Although the true etiology of calcinosis remains unknown, it is now thought to be an imbalance of calcium and phosphate metabolism. Causal theories for dystrophic calcinosis focus on soft tissue inflammation or injury that leads to tissue necrosis and alkaline phosphatase release by damaged lysozymes. The alkaline phosphatase acts to inhibit organic phosphates, which are crystal formation inhibitors, thereby allowing calcium to precipitate in the tissues, explained Dr. Christopher-Stine.
"Once calcinosis starts, it often progresses," she said. "It is unstoppable and really quite frustrating."
The complications of calcinosis include pain, cosmetic disfigurement, persistent ulceration, infection, and mechanical compromise, particularly contractures in the fingers and elbows.
There are no controlled studies in the treatment of calcinosis, only anecdotal reports. Dr. Christopher-Stine said she recommends starting with the calcium-channel blocker diltiazem (Cardizem) at an average dosage of 360 mg/day (range, 120-480 mg/day), followed by colchicine (Colcrys) 0.6 mg/day, working up to 1.8 mg/day.
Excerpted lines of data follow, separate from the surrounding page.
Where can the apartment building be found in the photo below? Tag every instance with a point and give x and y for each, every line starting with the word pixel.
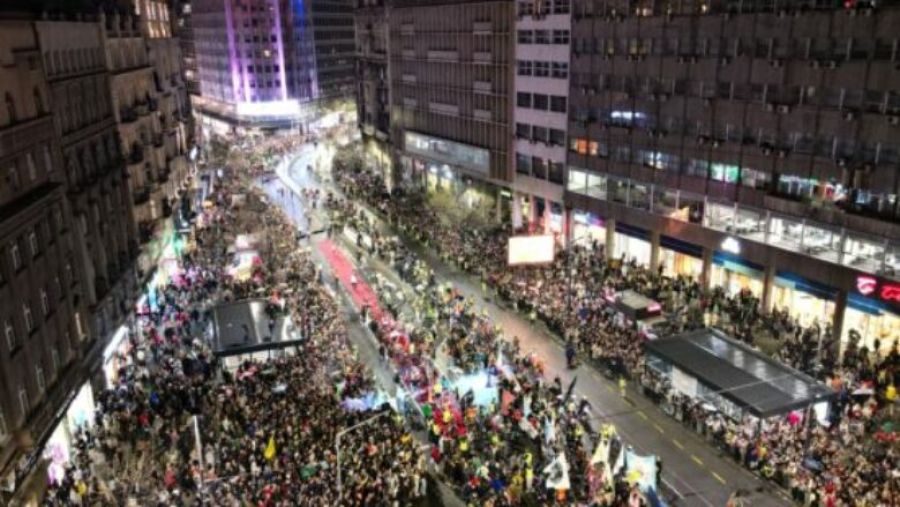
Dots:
pixel 750 144
pixel 44 295
pixel 278 58
pixel 451 72
pixel 541 88
pixel 151 108
pixel 373 104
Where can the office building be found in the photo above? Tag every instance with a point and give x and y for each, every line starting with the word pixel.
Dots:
pixel 752 145
pixel 276 55
pixel 450 74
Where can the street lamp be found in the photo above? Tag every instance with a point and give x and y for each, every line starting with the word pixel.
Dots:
pixel 337 445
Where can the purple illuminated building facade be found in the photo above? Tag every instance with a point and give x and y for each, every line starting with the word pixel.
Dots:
pixel 259 60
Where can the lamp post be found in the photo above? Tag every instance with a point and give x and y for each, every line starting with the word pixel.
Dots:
pixel 337 445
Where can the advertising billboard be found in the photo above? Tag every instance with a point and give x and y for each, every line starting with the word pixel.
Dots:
pixel 526 250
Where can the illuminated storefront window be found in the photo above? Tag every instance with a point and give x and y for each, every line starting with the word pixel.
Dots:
pixel 735 275
pixel 808 302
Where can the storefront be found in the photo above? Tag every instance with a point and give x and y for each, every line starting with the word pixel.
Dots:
pixel 872 317
pixel 735 274
pixel 804 300
pixel 59 447
pixel 587 229
pixel 679 258
pixel 632 243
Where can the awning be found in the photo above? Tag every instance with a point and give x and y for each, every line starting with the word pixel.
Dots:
pixel 759 384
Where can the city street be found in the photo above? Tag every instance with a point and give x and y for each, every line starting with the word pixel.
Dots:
pixel 695 472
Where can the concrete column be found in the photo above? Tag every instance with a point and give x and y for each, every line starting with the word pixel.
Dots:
pixel 610 238
pixel 654 250
pixel 837 324
pixel 706 274
pixel 517 210
pixel 768 288
pixel 532 210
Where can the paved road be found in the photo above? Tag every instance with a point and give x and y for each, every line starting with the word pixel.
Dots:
pixel 697 472
pixel 285 196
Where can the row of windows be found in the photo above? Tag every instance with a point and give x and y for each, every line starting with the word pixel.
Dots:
pixel 541 134
pixel 537 68
pixel 541 102
pixel 531 7
pixel 822 144
pixel 807 48
pixel 542 37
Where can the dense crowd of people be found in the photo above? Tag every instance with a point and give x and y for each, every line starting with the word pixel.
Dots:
pixel 267 429
pixel 850 459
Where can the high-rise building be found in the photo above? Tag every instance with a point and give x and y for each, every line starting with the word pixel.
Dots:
pixel 450 74
pixel 42 294
pixel 275 55
pixel 373 103
pixel 541 112
pixel 751 144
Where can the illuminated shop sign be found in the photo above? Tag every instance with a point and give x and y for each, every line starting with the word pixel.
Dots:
pixel 872 287
pixel 450 152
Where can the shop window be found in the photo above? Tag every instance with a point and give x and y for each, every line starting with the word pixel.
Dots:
pixel 864 253
pixel 720 216
pixel 821 242
pixel 786 233
pixel 754 179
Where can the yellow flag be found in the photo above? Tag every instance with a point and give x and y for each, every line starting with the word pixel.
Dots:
pixel 269 453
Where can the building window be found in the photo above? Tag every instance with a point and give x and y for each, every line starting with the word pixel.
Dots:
pixel 525 67
pixel 4 430
pixel 560 70
pixel 525 37
pixel 523 99
pixel 12 341
pixel 11 109
pixel 15 256
pixel 34 244
pixel 560 36
pixel 24 404
pixel 45 302
pixel 26 315
pixel 39 376
pixel 38 102
pixel 558 104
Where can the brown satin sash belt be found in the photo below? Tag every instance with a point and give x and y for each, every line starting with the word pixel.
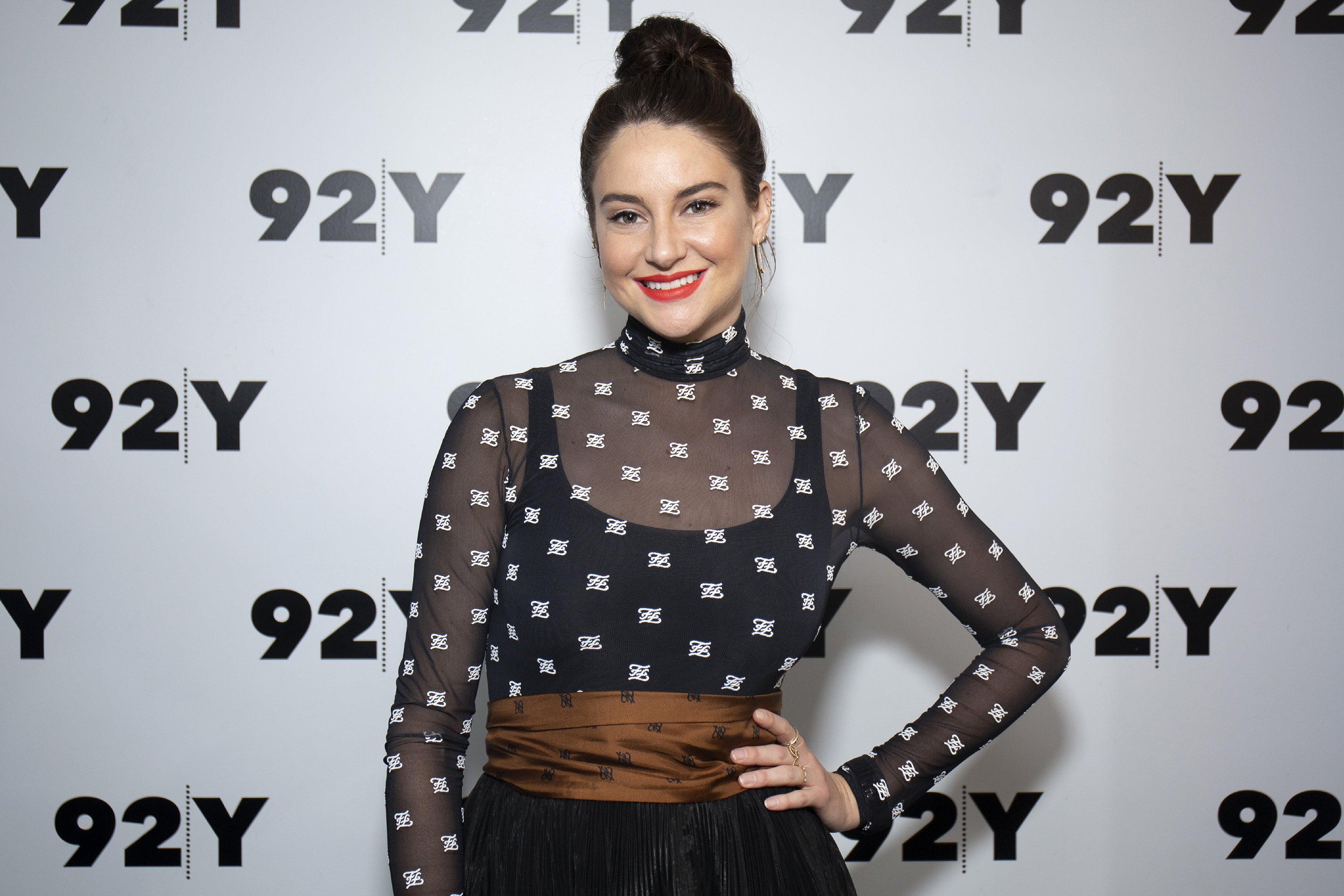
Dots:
pixel 624 746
Other potential therapies include warfarin 1 mg/day, intravenous immunoglobulin 2 g/kg divided monthly, bisphosphonates 10 mg/day, sodium thiosulfate 10 g three times a week to start plus topical administration of abatacept (Orencia) and extracorporeal shock wave lithotripsy (J. Am. Acad. Dermatol. 2011;65:15-22; Semin. Arthritis Rheum. 2005;34:805-12). Pamidronate (Aredia), combination thiosulfate/abatacept, and diltiazem have produced excellent responses in children, but clinicians must be realistic about the response rates in adults, she added.
A recent case study reported dramatic improvements with etidronate (Didronel) 800 mg/day for 3 months every 6 months, including softening of the calcinosis, reduced pain, and markedly increased joint mobility in a 26-year-old woman with severe calcinosis associated with dermatomyositis (J. Bone Miner. Metab. 2012;30:114-8).
Daily use of the broad-spectrum tetracycline antibiotic minocycline (Minocin) 50 mg or 100 mg decreased the frequency of ulceration and inflammation associated with calcinosis deposits, but only modestly reduced calcinosis deposits in nine patients with limited cutaneous systemic sclerosis (Ann. Rheum. Dis. 2003;62:267-9).
Dr. Christopher-Stine said that all therapies are worth a trial, but that surgical removal should probably be considered as a last resort, as the trauma from surgery can induce more calcification, poor wound healing, and infections. That said, it may be helpful when functional decline is severe, although a small test site may be best, she suggested.
The Mayo Clinic just reported that excision of symptomatic lesions resulted in 22 complete responses, 5 partial responses, and no response in 1 patient among 28 patients undergoing surgery for calcinosis cutis associated with autoimmune connective tissue disease (Arch. Dermatol. 2012;148:455-62).
Dr. Christopher-Stine reported having no relevant financial relationships.